Claude Weaver '65 has been working for the Student Non-Violent Coordinating Committee in Laurel, Jackson, and Canton Mississippi. He is currently free on appeal from a six-month prison sentence for allegedly "intimidating a family" in Canton. These are excerpts from his letters to friends in the North.

The Delta lies vacant and barren all day; it broods in the evening and it cries all night. I get the impression that the land is cursed and suffering, groaning under the awful weight of history's sins. I can understand what Faulkner meant: it must be loved or hated...or both. It's hard to imagine how any music but the blues could have taken root in the black soil around me.
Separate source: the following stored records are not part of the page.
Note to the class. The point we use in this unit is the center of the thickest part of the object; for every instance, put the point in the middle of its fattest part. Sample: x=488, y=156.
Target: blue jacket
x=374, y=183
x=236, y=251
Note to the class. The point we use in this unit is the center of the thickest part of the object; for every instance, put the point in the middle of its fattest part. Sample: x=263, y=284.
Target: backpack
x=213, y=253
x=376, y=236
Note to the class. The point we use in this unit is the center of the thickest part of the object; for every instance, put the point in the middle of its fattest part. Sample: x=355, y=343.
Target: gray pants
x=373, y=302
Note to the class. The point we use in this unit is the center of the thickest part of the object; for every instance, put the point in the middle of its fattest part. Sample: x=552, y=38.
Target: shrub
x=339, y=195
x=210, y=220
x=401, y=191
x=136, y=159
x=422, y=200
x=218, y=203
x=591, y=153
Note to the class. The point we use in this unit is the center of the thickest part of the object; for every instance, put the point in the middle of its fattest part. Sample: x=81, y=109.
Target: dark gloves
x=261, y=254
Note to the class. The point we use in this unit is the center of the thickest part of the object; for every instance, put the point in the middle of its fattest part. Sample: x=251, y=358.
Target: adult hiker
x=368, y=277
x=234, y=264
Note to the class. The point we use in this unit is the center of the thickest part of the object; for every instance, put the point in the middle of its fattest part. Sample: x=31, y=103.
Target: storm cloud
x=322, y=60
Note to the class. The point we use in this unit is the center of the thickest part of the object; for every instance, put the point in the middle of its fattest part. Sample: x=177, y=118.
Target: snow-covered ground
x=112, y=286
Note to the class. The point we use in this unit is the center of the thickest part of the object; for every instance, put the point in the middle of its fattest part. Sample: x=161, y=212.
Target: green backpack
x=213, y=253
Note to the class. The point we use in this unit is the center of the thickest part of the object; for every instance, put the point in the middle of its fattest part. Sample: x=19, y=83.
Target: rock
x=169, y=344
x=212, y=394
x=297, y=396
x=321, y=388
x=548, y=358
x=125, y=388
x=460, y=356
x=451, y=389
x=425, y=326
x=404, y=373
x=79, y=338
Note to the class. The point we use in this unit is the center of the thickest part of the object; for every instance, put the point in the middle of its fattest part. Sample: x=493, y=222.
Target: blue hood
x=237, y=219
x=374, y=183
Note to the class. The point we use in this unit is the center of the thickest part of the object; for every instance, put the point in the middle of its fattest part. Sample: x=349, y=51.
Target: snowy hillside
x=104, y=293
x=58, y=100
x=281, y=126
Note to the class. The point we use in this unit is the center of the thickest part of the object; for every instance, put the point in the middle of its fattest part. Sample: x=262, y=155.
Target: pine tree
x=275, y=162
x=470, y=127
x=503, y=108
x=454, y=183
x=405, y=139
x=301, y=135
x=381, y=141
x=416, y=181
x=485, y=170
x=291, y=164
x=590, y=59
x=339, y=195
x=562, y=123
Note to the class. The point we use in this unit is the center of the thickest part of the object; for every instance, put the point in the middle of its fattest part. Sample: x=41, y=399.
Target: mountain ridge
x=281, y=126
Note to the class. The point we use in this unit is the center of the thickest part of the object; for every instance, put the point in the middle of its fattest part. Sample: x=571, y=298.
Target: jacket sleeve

From Greenwood down to Jackson...My first real taste of the Mississippi sun dropping westward ever so slowly and flaying the cotton-frothed, billiard table flatness of the Delta. Stilted shacks in willow-ringed hollows; tall merciless lilywhite factory stacks; "The Knights of the Ku Klux Klan Welcome you to Tchula;" grinning, barefoot, ragged black boys skimming along the highway on a pickup truck; Tall, gaunt, stooped, tobacco chewing, strawhatted farmers--black and white. Neat brick middle-class American homes...Troopers and policemen everywhere, fat comic opera sherrifs in stenciled boots and stetsons. "K.O. the Kennedys!--Vote Rubel Phillips (Rep)" billboards, "Maintain White Democratic Solidarity--Vote Paul Johnson (Dem)" billboards, Kiwanis! Rotary! Order of the Eastern Star! White Citizens Council!

...The waitress in Birmingham called out the colored cook to wait on us. The waitress in Anniston let us wait through the fifteen minute rest stop. The waitress in Columbus, Miss. spilled cream all over my brand new overalls. We expected a good whipping or at least a week in jail in war-like Winona, Miss., but they had replaced the cafeteria with vending machines. An ancient, bespectacled colonel offered me a quarter for my front seat as we approached Winona. I declined and he returned to the back of the bus.   Jackson, Miss.   Nov. 20, 1963

At the end of the Freedom vote campaign I drove up to Jackson with one of the Yale volunteers...Hanging around the office and acting as a field worker at large I ran into J--a 25 year old cat from Miami. We talked about a Community Center program that he was in the process of designing, and the idea excited me. The voter registration program, you see, is not getting anybody registered...even in cases where there is no discrimination evident, the poll tax and literacy test are far too effective obstacles to get anything dramatic done.. We are just beginning to check the shell of submissiveness that this damned police state has built up over the past few centuries and the enemy is just getting sophisticated enough to use his economic control of the state to good advantage--not too sophisticated, though; there's a prowl car parked outside the office right now.

If what we're trying to do is get the people solidly behind our program (and a moderate program it is--even if radical by Mississippi standards) then we will have to find some better basis of appealing to them than squatting in a town for a few months shouting about the rights of man...This thing will die a young death unless we can involve the masses, and we aren't involving them fast enough or on a permanent enough basis. The Community Center project will supply all the hard-core little racist towns in the Delta with local centers for continued action. We'll attract people on the basis of felt bread-and-butter needs, let them ally themselves personally with the Movement and feel a real part of it...We're going to call for an awful lot of northern student volunteers down here this summer...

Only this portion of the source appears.